By Femi Folaranmi, Yenagoa
As the world celebrates the International Day for Elimination of Violence Against Women, the National Association of Seadogs, Pyrates Confraternity has called for more efforts from the government to tackle the menace.
The NAS Capoon, Mr Abiola Owoaje in a press statement to commemorate the day lamented the spike in cases of rape, domestic abuse, and workplace assault in Nigeria.
Owoaje while noting that “unfortunately, the Nigerian government efforts have not been responsive enough to mete out punishment to perpetrators of those crimes” stated that “there is also a near absence of victim support and compensation for the ridiculously small number of cases being prosecuted.”

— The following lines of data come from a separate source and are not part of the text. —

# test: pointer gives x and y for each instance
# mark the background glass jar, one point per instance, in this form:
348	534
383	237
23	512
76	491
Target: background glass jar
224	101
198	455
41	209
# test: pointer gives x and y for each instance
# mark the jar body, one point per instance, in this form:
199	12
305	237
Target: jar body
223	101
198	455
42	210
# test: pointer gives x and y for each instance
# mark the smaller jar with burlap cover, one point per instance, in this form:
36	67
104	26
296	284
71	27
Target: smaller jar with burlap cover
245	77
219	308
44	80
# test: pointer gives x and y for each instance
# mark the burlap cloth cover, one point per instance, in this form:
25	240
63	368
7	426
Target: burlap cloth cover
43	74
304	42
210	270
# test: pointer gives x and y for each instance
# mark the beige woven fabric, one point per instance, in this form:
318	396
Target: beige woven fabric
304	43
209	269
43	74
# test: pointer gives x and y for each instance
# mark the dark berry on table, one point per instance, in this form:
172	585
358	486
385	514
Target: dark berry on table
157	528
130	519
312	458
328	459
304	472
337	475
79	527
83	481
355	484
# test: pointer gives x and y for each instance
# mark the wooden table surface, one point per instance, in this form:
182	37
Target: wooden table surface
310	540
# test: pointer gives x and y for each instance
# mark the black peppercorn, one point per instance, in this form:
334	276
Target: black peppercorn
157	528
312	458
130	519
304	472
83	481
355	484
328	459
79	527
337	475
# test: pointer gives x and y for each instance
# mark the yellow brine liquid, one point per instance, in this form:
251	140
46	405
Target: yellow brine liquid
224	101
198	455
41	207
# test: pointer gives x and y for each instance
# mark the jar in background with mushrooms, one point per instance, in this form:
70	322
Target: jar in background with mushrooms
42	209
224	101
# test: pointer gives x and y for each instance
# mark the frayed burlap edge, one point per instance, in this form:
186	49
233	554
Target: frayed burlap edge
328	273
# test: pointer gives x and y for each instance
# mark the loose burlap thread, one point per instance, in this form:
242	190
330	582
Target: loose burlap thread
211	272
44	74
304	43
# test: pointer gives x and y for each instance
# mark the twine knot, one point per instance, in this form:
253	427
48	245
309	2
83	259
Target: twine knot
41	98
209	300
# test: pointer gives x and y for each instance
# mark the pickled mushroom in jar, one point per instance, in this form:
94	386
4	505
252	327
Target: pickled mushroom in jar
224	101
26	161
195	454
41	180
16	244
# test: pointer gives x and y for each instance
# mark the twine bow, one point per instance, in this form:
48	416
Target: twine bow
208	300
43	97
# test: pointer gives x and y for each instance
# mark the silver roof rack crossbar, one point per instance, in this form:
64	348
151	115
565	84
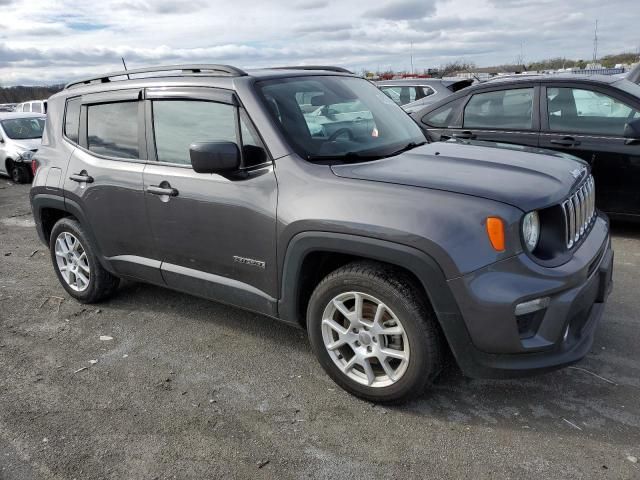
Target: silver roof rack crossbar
194	69
328	68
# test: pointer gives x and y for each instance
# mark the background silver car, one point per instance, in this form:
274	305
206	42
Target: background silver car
20	137
412	94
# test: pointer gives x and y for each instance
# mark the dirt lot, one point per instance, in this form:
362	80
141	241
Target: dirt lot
192	389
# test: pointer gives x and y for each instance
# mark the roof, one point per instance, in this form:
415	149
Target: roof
200	71
12	115
549	77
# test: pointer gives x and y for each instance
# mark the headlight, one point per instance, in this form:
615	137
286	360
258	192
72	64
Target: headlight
531	230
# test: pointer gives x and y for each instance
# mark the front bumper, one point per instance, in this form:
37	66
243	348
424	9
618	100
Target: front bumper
495	343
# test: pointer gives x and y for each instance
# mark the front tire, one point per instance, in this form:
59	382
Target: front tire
76	264
374	333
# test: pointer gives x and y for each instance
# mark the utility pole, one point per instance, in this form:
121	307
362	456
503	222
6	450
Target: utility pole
595	43
411	58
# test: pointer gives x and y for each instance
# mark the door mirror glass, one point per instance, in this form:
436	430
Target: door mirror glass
632	129
214	157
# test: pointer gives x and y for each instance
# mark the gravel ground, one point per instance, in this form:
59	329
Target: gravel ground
193	389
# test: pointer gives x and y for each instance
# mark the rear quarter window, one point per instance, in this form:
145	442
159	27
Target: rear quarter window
112	129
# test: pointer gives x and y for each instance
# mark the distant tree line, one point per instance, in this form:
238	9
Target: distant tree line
23	94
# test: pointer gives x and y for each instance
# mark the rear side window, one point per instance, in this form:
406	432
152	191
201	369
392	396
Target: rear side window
179	123
503	109
112	129
72	119
587	111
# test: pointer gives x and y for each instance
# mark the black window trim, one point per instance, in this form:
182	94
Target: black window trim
603	89
64	120
535	109
117	96
197	94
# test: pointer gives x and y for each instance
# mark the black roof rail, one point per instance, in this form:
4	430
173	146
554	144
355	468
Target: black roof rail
192	69
328	68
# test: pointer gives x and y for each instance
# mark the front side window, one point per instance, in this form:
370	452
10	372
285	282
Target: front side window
23	128
179	123
112	129
442	117
587	111
346	117
72	119
403	94
502	109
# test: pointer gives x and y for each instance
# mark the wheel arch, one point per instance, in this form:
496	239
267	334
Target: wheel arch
310	255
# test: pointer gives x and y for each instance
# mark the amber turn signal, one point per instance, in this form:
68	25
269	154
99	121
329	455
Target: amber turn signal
495	231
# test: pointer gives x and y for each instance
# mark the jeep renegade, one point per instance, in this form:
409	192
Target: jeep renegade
307	195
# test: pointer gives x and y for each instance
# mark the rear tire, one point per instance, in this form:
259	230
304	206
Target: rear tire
396	332
76	264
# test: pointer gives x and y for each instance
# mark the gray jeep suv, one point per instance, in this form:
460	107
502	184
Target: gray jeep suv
307	195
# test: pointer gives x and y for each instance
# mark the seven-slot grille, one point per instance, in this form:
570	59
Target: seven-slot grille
579	212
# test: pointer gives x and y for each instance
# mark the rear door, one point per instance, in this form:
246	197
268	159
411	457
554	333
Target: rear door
501	114
215	234
103	183
588	121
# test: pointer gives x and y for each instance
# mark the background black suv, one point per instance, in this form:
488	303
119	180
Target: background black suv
596	118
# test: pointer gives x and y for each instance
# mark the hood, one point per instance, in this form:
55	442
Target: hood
528	180
28	144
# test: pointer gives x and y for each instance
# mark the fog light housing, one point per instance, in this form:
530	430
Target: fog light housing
532	306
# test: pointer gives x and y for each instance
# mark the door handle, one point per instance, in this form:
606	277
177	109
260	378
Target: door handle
565	142
81	177
157	190
465	135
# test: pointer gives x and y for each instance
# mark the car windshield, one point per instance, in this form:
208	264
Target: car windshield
23	128
339	118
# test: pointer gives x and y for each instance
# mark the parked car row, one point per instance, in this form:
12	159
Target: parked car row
20	137
595	118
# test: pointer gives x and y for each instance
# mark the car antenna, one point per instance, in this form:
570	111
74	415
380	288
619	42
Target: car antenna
125	68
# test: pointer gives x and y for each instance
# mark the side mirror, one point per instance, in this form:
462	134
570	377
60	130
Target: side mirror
632	132
214	157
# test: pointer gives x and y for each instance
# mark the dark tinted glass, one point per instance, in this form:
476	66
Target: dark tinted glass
587	111
179	123
112	129
72	119
504	109
439	117
253	151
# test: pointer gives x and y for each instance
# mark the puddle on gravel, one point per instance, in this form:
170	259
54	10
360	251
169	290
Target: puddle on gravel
18	222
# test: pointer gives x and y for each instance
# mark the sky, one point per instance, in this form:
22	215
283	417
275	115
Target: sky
55	41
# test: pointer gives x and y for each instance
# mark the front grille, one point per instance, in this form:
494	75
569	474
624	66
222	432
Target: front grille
579	212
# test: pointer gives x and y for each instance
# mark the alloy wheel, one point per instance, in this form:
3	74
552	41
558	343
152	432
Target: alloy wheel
72	261
365	339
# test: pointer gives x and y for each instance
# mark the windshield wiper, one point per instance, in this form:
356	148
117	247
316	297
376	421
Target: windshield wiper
348	157
407	147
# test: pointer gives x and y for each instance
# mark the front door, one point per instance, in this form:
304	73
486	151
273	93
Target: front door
588	122
215	234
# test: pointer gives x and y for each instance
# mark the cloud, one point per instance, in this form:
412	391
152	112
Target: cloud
403	10
311	4
47	41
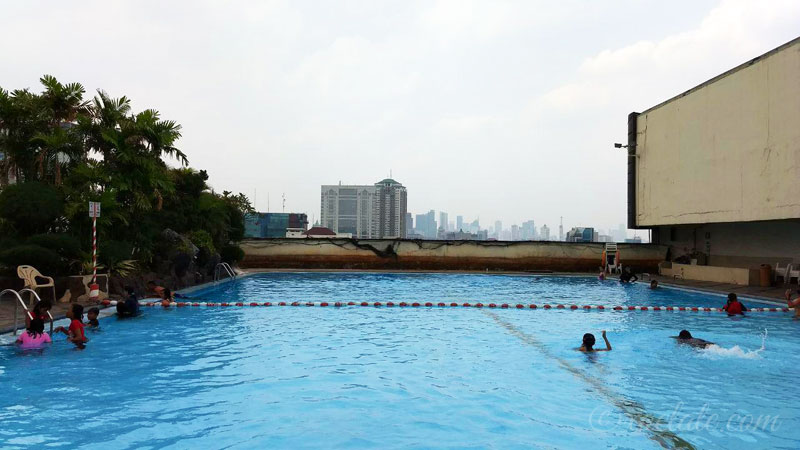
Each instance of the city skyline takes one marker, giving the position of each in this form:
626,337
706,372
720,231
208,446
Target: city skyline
406,89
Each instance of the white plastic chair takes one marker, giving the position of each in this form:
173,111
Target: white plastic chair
781,272
31,277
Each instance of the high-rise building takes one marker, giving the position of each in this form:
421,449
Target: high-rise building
349,209
443,220
528,231
426,225
581,234
390,209
365,211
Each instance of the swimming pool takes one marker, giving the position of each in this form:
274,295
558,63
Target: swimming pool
291,377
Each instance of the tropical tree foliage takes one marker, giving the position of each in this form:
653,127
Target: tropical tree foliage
59,150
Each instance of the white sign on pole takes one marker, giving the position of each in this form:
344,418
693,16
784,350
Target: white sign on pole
94,209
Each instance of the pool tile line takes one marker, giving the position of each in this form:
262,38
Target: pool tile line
631,408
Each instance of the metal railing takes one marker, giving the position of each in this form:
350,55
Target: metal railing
20,302
228,270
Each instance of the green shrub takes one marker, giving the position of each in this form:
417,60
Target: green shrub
31,207
202,239
43,259
231,253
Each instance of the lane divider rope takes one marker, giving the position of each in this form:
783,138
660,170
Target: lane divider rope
390,304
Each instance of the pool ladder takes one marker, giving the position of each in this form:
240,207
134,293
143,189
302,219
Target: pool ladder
19,303
228,271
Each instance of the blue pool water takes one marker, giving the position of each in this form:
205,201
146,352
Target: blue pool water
283,377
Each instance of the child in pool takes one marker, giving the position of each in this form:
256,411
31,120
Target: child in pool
166,298
75,333
34,336
734,306
91,317
41,310
588,344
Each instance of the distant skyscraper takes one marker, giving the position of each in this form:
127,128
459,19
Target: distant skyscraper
366,212
390,209
528,231
426,225
349,209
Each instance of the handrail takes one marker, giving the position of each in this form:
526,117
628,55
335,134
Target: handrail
16,294
228,269
38,299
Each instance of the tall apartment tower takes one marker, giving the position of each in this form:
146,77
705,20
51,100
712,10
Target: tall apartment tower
390,209
348,209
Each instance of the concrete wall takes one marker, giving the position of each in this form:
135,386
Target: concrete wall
746,244
441,255
726,151
730,275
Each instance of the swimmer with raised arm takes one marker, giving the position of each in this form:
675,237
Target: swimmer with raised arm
684,337
588,344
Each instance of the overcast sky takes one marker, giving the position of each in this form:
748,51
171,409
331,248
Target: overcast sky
498,110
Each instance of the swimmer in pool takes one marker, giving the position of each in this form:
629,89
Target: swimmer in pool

He noted that the group identifies with the plight of women and girls experiencing violence and demanded a zero tolerance to ensure perpetrators are brought to book.
According to him government and relevant agencies must be compelled to make and enforce laws and policies that protect women against all forms of violence including rape, domestic abuse, deprivation, discrimination and all other identified ways in which women suffer victimization.
The statement read in part “The National Assembly passed the Violence Against Persons (Prohibition) Act, VAPP in May 2015 to deal with cases of rape in Nigeria. We urge the State House of Assemblies not yet to domesticate this law to do so. Furthermore, the Federal and State Legislative arms should enact and follow up on existing laws that protect women against all forms of violence including intimate partner violence, sexual harassment, human trafficking, female genital mutilation and child marriage.
“Our educational curriculum must be reformulated to include the teaching of young children in primary and secondary schools on the dangers of violence against women in order for the boys and girls to grow up with the conscious understanding of these dangers, and as grownups, the women will be imbued with courage and confidence to speak out when they encounter such issues.
“Functional Police hotlines where people can quickly report the incident of violence against women should be provided and shared with the public, and when cases are reported, they must be thoroughly investigated and culprits brought to book.”